When teachers regularly conduct pre- and post-test analysis in their everyday teaching, the feedback keeps the teachers informed as to the quality of their pedagogy – their ‘impact’ – thus enabling teachers to confirm their own and their students’ competence.
By contrast, the media regularly reports that many schools conduct NAPLAN practice tests leading up to the annual assessment, despite the mounting evidence that this is largely a waste of time. This is because NAPLAN is a standardised test – a test that measures what students know and can do. It is ironic that while members of the teaching profession know this, they appear to ignore the reality.
When teachers regularly conduct pre- and post-test analysis in their everyday teaching, they need to observe some basic parameters. Each pre-test should be looking at what the teacher believes all students already know, understand and can do, and connect to the next new material (Part A). The second important part of the assessment (Part B) addresses the new knowledge, understandings and desired actions to be taught.
The purpose of Part A is to confirm that the students are well positioned for learning the new material. Part B will reveal how much the teaching group already knows, understands and is able to do. With this evidence, the teacher is well informed about the learning needs of the class, often saving considerable time compared with not having pre-test evidence.
When preparing multiple choice assessments, teachers should aim to ask four to six questions about each teaching point to reduce the chance of students guessing. If each question is tagged as belonging to a particular strand of learning, it aids the teacher to understand where to teach, by strand of learning. Empowering teachers to address a single strand each time, speeds up the process of learning.

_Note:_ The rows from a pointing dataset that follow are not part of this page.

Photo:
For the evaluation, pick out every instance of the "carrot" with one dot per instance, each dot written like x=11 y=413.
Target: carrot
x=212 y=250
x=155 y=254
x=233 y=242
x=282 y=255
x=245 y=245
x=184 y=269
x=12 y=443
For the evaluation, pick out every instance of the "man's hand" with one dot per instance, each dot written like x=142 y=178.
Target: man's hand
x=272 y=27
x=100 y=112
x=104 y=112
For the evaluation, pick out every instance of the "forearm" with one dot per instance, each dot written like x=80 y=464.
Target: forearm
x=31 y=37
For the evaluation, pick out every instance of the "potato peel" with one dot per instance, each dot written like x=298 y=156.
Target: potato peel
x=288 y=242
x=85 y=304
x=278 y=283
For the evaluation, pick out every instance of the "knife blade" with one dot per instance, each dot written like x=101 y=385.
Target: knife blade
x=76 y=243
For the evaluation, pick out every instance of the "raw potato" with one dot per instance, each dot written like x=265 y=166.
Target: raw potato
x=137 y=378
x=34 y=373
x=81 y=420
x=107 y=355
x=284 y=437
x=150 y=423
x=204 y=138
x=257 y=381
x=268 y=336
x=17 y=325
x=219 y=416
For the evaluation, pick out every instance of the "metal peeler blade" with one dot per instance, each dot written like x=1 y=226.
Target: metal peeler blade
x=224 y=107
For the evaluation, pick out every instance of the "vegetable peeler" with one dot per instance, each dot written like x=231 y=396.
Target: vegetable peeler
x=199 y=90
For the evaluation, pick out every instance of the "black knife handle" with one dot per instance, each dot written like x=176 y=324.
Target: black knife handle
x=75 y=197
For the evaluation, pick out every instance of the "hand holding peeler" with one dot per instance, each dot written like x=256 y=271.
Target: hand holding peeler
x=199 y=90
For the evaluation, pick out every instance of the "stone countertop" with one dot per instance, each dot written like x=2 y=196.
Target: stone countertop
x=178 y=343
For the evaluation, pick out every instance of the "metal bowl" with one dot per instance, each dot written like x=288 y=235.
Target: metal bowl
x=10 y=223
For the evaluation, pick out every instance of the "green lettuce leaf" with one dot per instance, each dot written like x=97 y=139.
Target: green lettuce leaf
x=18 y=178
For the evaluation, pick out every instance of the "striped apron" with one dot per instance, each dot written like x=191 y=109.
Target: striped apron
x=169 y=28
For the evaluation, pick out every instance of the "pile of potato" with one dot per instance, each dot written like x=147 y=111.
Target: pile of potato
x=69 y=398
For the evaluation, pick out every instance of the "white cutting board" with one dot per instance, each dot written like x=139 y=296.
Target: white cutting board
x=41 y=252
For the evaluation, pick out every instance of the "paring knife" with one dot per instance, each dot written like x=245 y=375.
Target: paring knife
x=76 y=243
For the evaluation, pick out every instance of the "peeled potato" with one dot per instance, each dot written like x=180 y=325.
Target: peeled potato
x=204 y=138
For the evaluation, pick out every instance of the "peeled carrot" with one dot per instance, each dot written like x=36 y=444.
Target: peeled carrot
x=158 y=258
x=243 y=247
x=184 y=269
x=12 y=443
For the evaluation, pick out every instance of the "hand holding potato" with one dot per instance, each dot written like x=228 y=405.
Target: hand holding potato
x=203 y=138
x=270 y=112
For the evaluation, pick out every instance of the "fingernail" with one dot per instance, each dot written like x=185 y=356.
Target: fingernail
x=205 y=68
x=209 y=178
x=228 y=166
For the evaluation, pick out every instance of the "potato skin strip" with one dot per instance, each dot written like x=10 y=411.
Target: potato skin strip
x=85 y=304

The dilemma from a teacher’s perspective is that all this marking could lead to an increase in workload. That would be true if teachers were marking by hand; however, those teachers who use AutoMarque are able to mark 30 students’ work in less than two minutes using their school photocopier. The results of such assessments are obtained by clicking on icons.
The image at TK summarises how each strand was handled in the pre-test, while the image at TK identifies the relevant questions in one strand of learning and students’ success in the pre-test. The image at TK summarises the pre-test/post-test analysis, including the level of teacher impact.
Such methodology helps schools to increase their NAPLAN results by 10 points each year, every year – an improvement of 50 points over five years.